A driving force in such a database-centric architecture is the use of object-relational mapping (ORM) frameworks. Don't get me wrong, I love those frameworks and I'm working with JPA and Hibernate on a daily basis.

But if we combine an ORM framework with a layered architecture, we're easily tempted to mix business rules with persistence aspects:

Figure 1.2: Using the database entities in the domain layer leads to strong coupling with the persistence layer
Figure 1.2: Using the database entities in the domain layer leads to strong coupling with the persistence layer

Usually, we have ORM-managed entities as part of the persistence layer, as shown in the preceding figure. Since layers may access the layers below them, the Domain layer is allowed to access those entities. And if it's allowed to use them, they will be used.
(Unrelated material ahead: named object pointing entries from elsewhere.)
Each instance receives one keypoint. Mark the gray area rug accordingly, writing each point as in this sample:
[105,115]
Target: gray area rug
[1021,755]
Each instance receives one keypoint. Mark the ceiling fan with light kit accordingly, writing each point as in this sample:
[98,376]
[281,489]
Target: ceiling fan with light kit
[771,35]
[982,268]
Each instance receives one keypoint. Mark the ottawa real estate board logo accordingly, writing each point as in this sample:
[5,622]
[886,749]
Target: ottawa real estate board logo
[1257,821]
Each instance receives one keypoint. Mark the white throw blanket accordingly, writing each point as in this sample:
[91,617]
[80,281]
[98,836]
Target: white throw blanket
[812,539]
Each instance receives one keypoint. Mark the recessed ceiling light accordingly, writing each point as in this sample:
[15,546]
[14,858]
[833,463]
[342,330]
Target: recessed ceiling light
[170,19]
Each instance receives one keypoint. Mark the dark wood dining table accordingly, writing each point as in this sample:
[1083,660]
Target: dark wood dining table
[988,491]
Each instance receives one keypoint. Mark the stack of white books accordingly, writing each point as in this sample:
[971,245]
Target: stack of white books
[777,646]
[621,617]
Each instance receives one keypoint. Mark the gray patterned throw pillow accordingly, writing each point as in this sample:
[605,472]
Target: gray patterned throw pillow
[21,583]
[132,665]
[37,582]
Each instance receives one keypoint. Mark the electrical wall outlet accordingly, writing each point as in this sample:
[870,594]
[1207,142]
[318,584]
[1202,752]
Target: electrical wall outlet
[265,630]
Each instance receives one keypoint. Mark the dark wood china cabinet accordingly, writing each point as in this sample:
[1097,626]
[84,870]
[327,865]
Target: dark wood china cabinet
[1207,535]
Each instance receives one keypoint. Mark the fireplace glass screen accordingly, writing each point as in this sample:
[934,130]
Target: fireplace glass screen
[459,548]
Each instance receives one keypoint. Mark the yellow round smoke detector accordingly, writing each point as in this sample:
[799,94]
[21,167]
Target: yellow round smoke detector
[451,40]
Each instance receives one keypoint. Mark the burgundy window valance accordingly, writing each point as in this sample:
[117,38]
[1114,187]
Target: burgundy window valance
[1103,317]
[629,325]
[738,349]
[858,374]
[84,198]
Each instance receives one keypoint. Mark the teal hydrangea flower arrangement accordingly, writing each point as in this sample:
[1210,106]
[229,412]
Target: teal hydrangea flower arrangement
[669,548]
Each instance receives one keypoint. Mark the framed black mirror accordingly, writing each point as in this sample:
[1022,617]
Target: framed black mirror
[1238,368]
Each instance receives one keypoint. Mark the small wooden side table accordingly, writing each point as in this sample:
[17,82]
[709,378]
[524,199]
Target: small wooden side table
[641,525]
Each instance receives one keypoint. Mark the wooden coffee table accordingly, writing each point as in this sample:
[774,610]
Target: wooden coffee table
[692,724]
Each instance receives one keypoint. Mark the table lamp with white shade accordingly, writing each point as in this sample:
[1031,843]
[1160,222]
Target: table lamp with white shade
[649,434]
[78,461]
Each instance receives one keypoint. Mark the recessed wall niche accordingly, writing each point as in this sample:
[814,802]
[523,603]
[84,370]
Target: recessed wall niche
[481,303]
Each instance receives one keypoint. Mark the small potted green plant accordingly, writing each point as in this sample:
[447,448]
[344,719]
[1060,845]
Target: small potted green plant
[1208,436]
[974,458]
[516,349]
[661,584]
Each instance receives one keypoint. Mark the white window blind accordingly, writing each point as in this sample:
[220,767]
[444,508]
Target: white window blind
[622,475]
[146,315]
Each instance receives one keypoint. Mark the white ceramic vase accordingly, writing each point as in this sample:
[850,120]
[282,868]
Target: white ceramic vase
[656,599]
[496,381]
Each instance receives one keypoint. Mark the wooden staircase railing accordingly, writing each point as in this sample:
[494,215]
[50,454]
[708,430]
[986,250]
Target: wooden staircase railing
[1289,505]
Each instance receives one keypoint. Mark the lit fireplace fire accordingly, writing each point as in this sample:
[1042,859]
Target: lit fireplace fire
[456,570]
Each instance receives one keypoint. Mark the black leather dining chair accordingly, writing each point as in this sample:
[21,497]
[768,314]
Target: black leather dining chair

This creates a strong coupling between the Persistence layer and the Domain layer. Our services use the persistence model as their business model and not only have to deal with the domain logic but also with eager versus lazy loading, database transactions, flushing caches, and similar housekeeping tasks.

The persistence code is virtually fused into the domain code, and thus it's hard to change one without the other. That's the opposite of being flexible and keeping options open, which should be the goal of our architecture.

It's Prone to Shortcuts

In a conventional layered architecture, the only global rule is that from a certain layer, we can only access components in the same layer or in a layer below.

There may be other rules that a development team has agreed upon, and some of them might even be enforced by tooling, but the layered architecture style itself does not impose those rules on us.

So, if we need access to a certain component in a layer above ours, we can just push the component down a layer, and we're allowed to access it. Problem solved.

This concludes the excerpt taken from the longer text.